The paper "Cascade Residual Learning: A Two-stage Convolutional Neural Network for Stereo Matching" presents a novel approach to address the challenge of generating high-quality disparities from stereo image pairs. This paper leverages the power of convolutional neural networks (CNNs) and introduces a two-stage cascade CNN architecture specifically designed for stereo matching tasks.

Overview

Stereo matching, a critical task in computer vision, involves estimating depth by matching corresponding pixels in a stereo image pair. Traditional approaches often struggle in ill-posed regions, such as occlusions and textureless areas. The authors propose a Cascade Residual Learning (CRL) framework to enhance the accuracy of disparity maps by mitigating these challenges.

Methodology

The proposed CRL framework is composed of two distinct stages:

  1. First Stage (DispFulNet): This stage builds upon the DispNet architecture by integrating additional up-convolution modules, producing full-resolution disparity maps with enhanced details. The network's structure ensures a fine-grained initial disparity estimation, setting a solid foundation for subsequent rectifications.
  2. Second Stage (DispResNet): Instead of directly learning the disparity, this stage focuses on residual learning across multiple scales. It refines the disparity map generated by the first stage using multiscale residual signals, which are easier to learn as they encompass only the necessary corrections. This process not only improves disparity accuracy but also simplifies network training, reducing the risk of overfitting.

Experimental Results

The CRL approach demonstrated superior performance across several datasets, including FlyingThings3D and KITTI 2015. It achieved state-of-the-art results, ranking first in the KITTI 2015 stereo benchmark, performing significantly better than previous methods. The residual learning strategy particularly excelled in refining disparities in complex image regions.

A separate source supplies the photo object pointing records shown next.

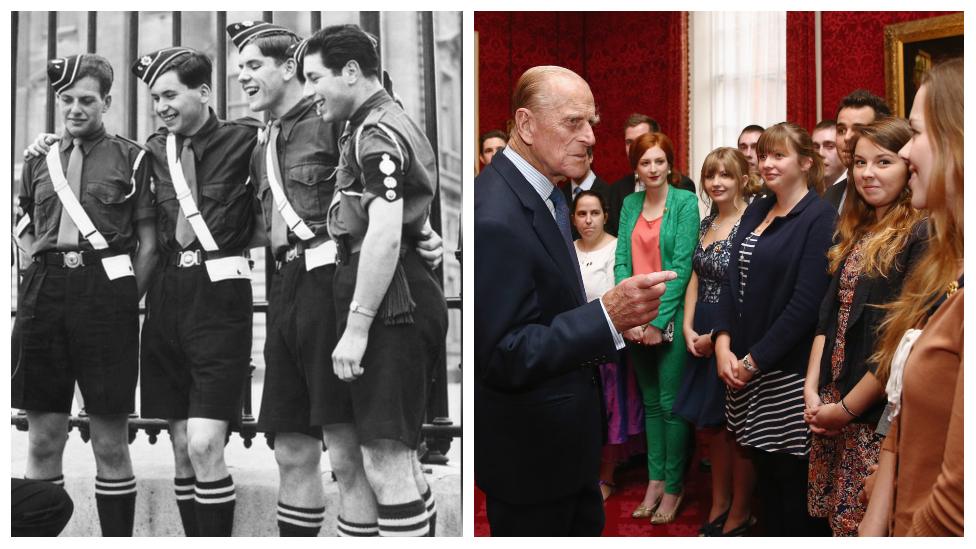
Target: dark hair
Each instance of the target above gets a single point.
(193, 70)
(581, 194)
(752, 128)
(637, 119)
(486, 136)
(648, 141)
(339, 44)
(98, 68)
(825, 124)
(863, 98)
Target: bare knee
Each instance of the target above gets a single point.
(297, 453)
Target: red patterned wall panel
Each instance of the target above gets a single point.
(853, 52)
(801, 69)
(632, 61)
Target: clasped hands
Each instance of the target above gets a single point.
(634, 302)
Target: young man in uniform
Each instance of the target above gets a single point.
(196, 346)
(85, 208)
(341, 65)
(300, 172)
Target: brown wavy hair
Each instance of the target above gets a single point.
(943, 111)
(791, 137)
(648, 141)
(889, 234)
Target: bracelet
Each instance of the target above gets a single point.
(848, 410)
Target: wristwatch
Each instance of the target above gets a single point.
(355, 307)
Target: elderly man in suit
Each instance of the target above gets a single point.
(538, 343)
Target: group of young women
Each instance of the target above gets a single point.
(820, 355)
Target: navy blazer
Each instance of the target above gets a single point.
(864, 319)
(538, 414)
(787, 280)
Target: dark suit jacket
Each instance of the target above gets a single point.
(624, 187)
(864, 319)
(835, 193)
(538, 414)
(599, 186)
(787, 281)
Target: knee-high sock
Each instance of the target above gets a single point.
(403, 519)
(186, 504)
(431, 505)
(116, 503)
(215, 507)
(296, 521)
(346, 529)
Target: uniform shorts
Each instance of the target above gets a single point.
(196, 345)
(389, 400)
(298, 349)
(75, 325)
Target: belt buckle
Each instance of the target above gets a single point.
(72, 260)
(189, 258)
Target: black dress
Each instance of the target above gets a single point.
(701, 399)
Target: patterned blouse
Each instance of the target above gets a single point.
(711, 261)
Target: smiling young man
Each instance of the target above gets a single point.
(85, 209)
(196, 339)
(379, 374)
(294, 171)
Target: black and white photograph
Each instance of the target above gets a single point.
(235, 273)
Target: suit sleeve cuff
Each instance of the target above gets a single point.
(618, 340)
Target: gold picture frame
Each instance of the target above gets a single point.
(912, 32)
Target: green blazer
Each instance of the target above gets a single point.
(679, 236)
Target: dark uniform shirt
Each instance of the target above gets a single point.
(374, 166)
(225, 195)
(307, 156)
(114, 192)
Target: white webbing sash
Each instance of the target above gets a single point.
(294, 223)
(70, 202)
(185, 197)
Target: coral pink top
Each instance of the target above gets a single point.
(645, 245)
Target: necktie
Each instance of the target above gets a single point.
(279, 231)
(67, 230)
(184, 232)
(562, 221)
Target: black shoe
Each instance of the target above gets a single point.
(738, 531)
(714, 528)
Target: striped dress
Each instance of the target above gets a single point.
(767, 414)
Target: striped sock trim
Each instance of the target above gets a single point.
(115, 487)
(404, 519)
(184, 488)
(346, 529)
(430, 502)
(216, 492)
(305, 517)
(57, 481)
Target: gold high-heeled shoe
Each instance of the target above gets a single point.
(643, 511)
(668, 518)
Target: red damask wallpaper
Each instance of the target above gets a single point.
(632, 61)
(853, 57)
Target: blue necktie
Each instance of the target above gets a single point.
(562, 221)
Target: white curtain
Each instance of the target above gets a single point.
(738, 77)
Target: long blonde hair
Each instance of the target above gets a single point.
(888, 234)
(943, 110)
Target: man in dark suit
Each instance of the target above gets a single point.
(636, 125)
(589, 182)
(537, 342)
(858, 108)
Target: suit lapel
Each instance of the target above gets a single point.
(543, 224)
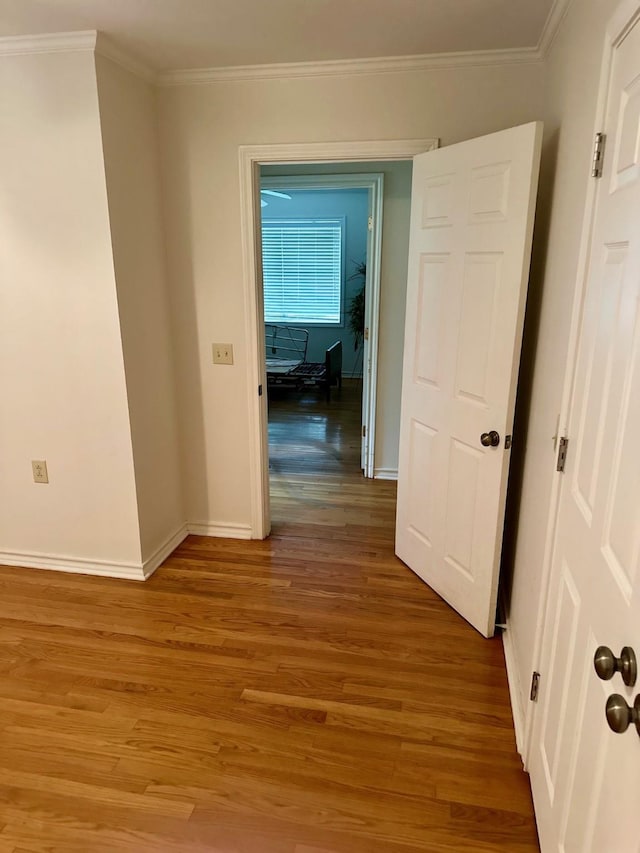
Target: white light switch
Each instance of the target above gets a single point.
(222, 353)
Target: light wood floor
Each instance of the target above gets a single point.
(306, 694)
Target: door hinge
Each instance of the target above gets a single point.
(562, 453)
(535, 686)
(598, 156)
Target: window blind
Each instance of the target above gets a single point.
(302, 271)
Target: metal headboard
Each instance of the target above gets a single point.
(286, 342)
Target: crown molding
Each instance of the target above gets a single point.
(348, 67)
(49, 43)
(110, 50)
(555, 18)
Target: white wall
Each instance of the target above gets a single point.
(202, 126)
(571, 83)
(62, 381)
(129, 136)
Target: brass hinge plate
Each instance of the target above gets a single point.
(562, 453)
(535, 686)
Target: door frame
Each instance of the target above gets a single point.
(251, 157)
(374, 184)
(622, 19)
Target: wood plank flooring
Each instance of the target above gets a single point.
(306, 694)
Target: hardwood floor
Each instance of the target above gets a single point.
(306, 694)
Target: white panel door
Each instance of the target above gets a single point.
(470, 240)
(585, 777)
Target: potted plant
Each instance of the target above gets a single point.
(355, 311)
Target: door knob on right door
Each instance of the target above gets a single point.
(606, 664)
(490, 439)
(620, 715)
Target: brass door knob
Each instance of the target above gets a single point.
(606, 664)
(490, 439)
(620, 715)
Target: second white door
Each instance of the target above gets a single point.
(470, 242)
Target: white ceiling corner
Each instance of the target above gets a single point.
(297, 38)
(110, 50)
(552, 25)
(67, 42)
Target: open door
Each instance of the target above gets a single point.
(471, 227)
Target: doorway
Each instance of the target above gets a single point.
(251, 159)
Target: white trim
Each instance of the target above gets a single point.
(515, 689)
(63, 563)
(250, 157)
(619, 23)
(385, 473)
(163, 551)
(350, 67)
(110, 50)
(49, 43)
(552, 25)
(326, 152)
(220, 529)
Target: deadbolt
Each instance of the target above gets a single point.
(620, 715)
(490, 439)
(606, 664)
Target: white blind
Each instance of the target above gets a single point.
(302, 270)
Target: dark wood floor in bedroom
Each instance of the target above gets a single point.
(306, 694)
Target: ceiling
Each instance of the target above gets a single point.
(183, 34)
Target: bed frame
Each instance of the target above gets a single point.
(287, 365)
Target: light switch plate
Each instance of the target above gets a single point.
(40, 473)
(222, 353)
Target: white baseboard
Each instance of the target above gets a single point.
(160, 554)
(385, 473)
(64, 563)
(221, 529)
(515, 689)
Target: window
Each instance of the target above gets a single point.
(302, 271)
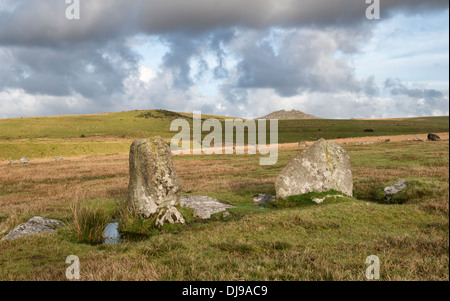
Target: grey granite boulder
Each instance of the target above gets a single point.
(204, 206)
(24, 160)
(390, 191)
(154, 187)
(34, 226)
(433, 137)
(321, 167)
(321, 200)
(262, 199)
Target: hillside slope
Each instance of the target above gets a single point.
(289, 115)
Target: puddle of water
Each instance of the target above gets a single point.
(111, 234)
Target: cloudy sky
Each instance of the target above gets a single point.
(228, 57)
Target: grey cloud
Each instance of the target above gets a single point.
(304, 62)
(90, 69)
(43, 22)
(396, 87)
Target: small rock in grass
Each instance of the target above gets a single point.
(24, 160)
(433, 137)
(263, 199)
(320, 201)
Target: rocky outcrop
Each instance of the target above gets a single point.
(392, 190)
(288, 115)
(154, 187)
(262, 199)
(204, 206)
(322, 167)
(433, 137)
(34, 226)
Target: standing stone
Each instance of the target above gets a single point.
(154, 186)
(390, 191)
(433, 137)
(321, 167)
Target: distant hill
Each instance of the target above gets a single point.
(289, 115)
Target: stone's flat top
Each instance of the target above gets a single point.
(34, 226)
(320, 200)
(204, 206)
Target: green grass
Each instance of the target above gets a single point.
(293, 240)
(88, 224)
(47, 136)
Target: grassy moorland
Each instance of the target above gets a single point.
(112, 133)
(329, 241)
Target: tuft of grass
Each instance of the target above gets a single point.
(88, 224)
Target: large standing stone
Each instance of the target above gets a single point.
(321, 167)
(154, 186)
(34, 226)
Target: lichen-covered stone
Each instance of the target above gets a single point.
(262, 199)
(204, 206)
(433, 137)
(390, 191)
(34, 226)
(154, 186)
(322, 167)
(24, 160)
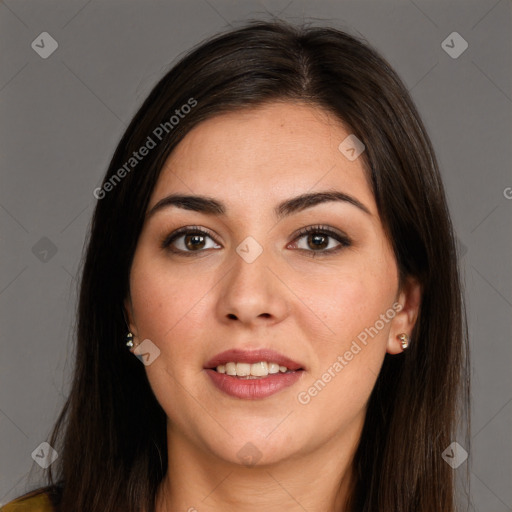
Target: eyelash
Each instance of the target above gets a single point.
(319, 229)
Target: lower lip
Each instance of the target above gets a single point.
(252, 389)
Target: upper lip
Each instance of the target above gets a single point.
(252, 356)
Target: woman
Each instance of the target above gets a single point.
(272, 244)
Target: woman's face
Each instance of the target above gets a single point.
(327, 300)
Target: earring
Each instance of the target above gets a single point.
(129, 340)
(404, 340)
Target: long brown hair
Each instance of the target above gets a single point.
(111, 433)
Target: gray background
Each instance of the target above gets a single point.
(61, 117)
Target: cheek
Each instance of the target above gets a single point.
(170, 306)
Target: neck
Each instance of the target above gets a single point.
(197, 481)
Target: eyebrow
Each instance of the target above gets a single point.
(211, 206)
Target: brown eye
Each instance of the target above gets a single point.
(188, 240)
(318, 239)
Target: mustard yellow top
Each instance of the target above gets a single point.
(39, 503)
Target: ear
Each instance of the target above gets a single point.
(407, 306)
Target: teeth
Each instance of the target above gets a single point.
(247, 370)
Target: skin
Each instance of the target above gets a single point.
(307, 308)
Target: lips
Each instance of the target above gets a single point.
(252, 356)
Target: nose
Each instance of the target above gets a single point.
(254, 292)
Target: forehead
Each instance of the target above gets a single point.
(264, 154)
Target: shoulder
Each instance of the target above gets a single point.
(38, 503)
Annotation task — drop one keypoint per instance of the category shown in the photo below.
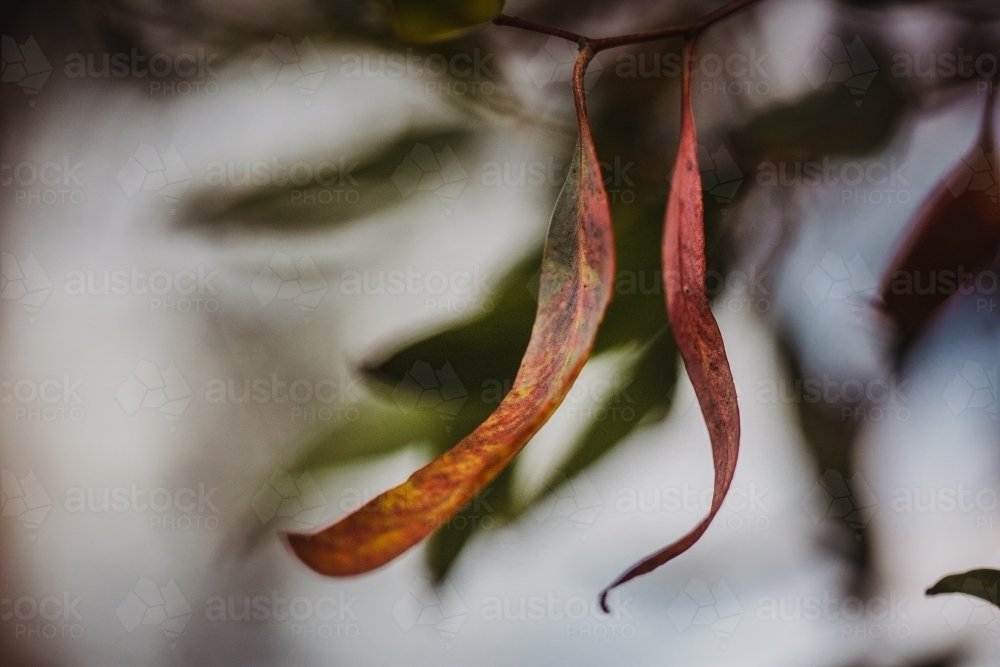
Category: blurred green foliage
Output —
(484, 351)
(435, 20)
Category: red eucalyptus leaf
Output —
(954, 235)
(695, 329)
(576, 279)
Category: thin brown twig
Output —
(515, 22)
(689, 30)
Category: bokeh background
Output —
(262, 260)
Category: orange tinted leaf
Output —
(954, 235)
(576, 280)
(695, 329)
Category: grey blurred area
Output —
(261, 261)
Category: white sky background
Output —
(757, 553)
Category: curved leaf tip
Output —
(575, 288)
(982, 583)
(695, 329)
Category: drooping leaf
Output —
(695, 329)
(575, 287)
(979, 583)
(954, 235)
(436, 20)
(642, 395)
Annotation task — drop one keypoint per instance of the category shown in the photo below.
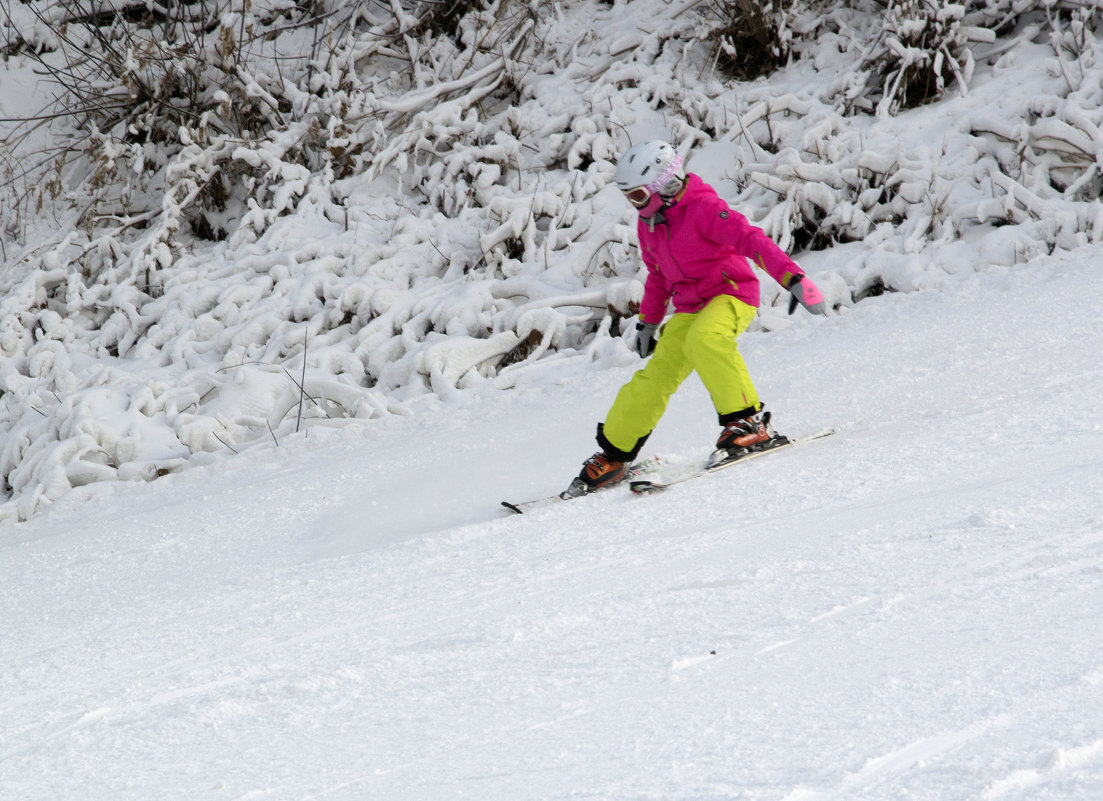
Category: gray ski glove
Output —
(644, 343)
(803, 291)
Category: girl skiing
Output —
(696, 249)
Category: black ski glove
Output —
(803, 291)
(644, 343)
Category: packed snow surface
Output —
(909, 609)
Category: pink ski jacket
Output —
(700, 251)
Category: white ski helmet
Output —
(652, 164)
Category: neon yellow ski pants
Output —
(704, 341)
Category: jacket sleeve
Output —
(724, 226)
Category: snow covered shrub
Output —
(1046, 170)
(750, 39)
(923, 50)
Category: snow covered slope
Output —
(909, 609)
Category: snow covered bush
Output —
(242, 222)
(924, 49)
(750, 39)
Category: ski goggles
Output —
(638, 196)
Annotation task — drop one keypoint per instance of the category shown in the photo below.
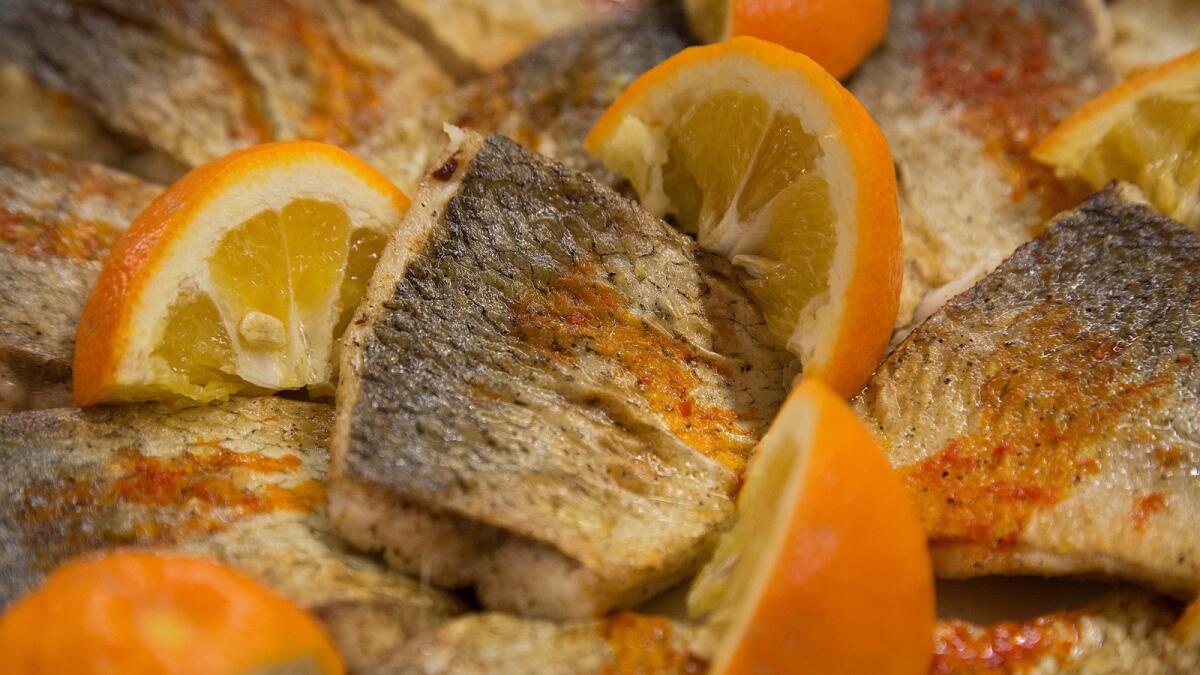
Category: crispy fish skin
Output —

Implications and Future Directions

The CRL framework's success indicates the potential of multistage architectures and residual learning in improving depth perception accuracy in computer vision systems. The findings suggest that similar principles could be applied to other vision tasks, such as optical flow estimation and monocular depth prediction.

Future research could explore the application of unsupervised or semi-supervised learning paradigms to reduce dependency on extensive labeled datasets. Additionally, integrating more robust mechanisms, like left-right consistency checks, might further enhance network reliability and performance in varied environmental conditions.

In conclusion, the Cascade Residual Learning framework offers a promising avenue for advancing stereo matching technology, highlighting the synergy of multistage processing and residual learning in handling complex visual tasks.